Sur les conclusions à fins de suspension de l’arrêté litigieux :
3. Aux termes de l’article L. 521-2 du code de justice administrative : « Saisi d’une demande en ce sens justifiée par l’urgence, le juge des référés peut ordonner toutes mesures nécessaires à la sauvegarde d’une liberté fondamentale à laquelle une personne morale de droit public (…) aurait porté, dans l’exercice d’un de ses pouvoirs, une atteinte grave et manifestement illégale. Le juge des référés se prononce dans un délai de quarante-huit heures. ». Aux termes de l’article L. 522-1 du même code : « Le juge des référés statue au terme d’une procédure contradictoire écrite ou orale.
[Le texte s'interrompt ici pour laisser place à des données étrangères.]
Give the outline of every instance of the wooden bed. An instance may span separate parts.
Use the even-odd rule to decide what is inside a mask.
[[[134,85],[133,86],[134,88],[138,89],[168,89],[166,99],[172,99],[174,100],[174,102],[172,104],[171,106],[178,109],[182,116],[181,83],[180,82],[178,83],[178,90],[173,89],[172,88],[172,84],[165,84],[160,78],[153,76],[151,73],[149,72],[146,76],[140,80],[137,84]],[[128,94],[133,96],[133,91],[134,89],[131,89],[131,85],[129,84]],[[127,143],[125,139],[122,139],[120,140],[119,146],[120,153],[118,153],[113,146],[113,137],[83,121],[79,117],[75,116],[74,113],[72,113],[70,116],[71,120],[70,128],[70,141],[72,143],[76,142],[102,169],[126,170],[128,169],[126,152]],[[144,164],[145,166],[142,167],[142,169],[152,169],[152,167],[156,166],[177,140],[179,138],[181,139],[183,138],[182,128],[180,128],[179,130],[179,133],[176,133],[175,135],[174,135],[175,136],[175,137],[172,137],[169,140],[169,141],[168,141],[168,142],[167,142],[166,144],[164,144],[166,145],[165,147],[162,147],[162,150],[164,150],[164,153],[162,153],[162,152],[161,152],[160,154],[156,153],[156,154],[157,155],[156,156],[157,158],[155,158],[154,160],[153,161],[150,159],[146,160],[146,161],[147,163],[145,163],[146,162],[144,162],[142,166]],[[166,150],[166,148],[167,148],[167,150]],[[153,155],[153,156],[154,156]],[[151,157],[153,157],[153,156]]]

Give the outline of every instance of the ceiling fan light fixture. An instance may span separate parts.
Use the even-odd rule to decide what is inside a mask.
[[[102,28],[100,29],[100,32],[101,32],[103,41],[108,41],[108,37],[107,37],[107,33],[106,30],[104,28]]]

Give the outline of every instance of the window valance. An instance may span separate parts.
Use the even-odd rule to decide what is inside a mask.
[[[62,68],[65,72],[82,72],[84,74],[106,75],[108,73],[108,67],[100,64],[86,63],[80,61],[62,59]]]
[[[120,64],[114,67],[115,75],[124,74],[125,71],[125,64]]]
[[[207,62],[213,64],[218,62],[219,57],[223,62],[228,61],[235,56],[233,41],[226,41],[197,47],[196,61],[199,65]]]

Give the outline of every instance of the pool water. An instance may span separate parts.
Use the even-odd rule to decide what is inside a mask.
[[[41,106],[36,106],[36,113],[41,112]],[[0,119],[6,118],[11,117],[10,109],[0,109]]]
Lorsqu’il lui est demandé de prononcer les mesures visées aux articles L. 521-1 et L. 521-2, de les modifier ou d’y mettre fin, il informe sans délai les parties de la date et de l’heure de l’audience publique (…) ».
La requérante se prévaut de sa qualité de parent d’un enfant français et du fait qu’elle a déjà été titulaire d’une carte de séjour entre 2023 et 2024 sans toutefois avoir pu en obtenir le renouvellement à la suite de sa demande, datée du 4 décembre 2024. Elle produit le passeport français de son enfant, et explique à l’audience n’avoir jamais eu de vie commune avec le père dont elle ignore où il se trouve, ce dernier l’ayant quittée alors qu’elle était enceinte. Pour justifier de sa propre contribution à l’entretien et à l’éducation de son enfant, né en 2013 et régulièrement scolarisé, elle indique retirer des revenus de la vente de produits. Il résulte par ailleurs de l’instruction et notamment des bulletins scolaires de l’enfant qu’elle produit que ce dernier vit à ses côtés chez un tiers, ressortissant français, signataire d’une attestation d’hébergement à la même adresse que celle mentionnée sur les bulletins en question, concordante avec l’adresse figurant sur la demande de renouvellement de son titre de séjour et sur le justificatif de domicile accompagnant l’attestation d’hébergement. Dans ces conditions, elle est fondée à soutenir que par l’arrêté contesté dont l’exécution conduirait nécessairement à séparer cet enfant de sa mère, le préfet a porté une atteinte grave et manifestement illégale à l’intérêt supérieur de l’enfant. Par suite, il y a lieu de suspendre les effets de cet arrêté litigieux.
ORDONNE :
Article 1er : Mme A… est admise à l’aide juridictionnelle à titre provisoire.
Article 2 : L’arrêté du 24 janvier 2026 du préfet de Mayotte est suspendu.
Article 3 : La présente ordonnance sera notifiée à Mme C… A… et au préfet de Mayotte.
Copie au ministre de l’intérieur et au ministre des outre mer.
Fait à Mamoudzou, le 27 janvier 2026.
Le juge des référés,
N. TOMI
La République mande et ordonne au préfet de Mayotte en ce qui le concerne ou à tous commissaires de justice à ce requis en ce qui concerne les voies de droit commun contre les parties privées, de pourvoir à l’exécution de la présente décision.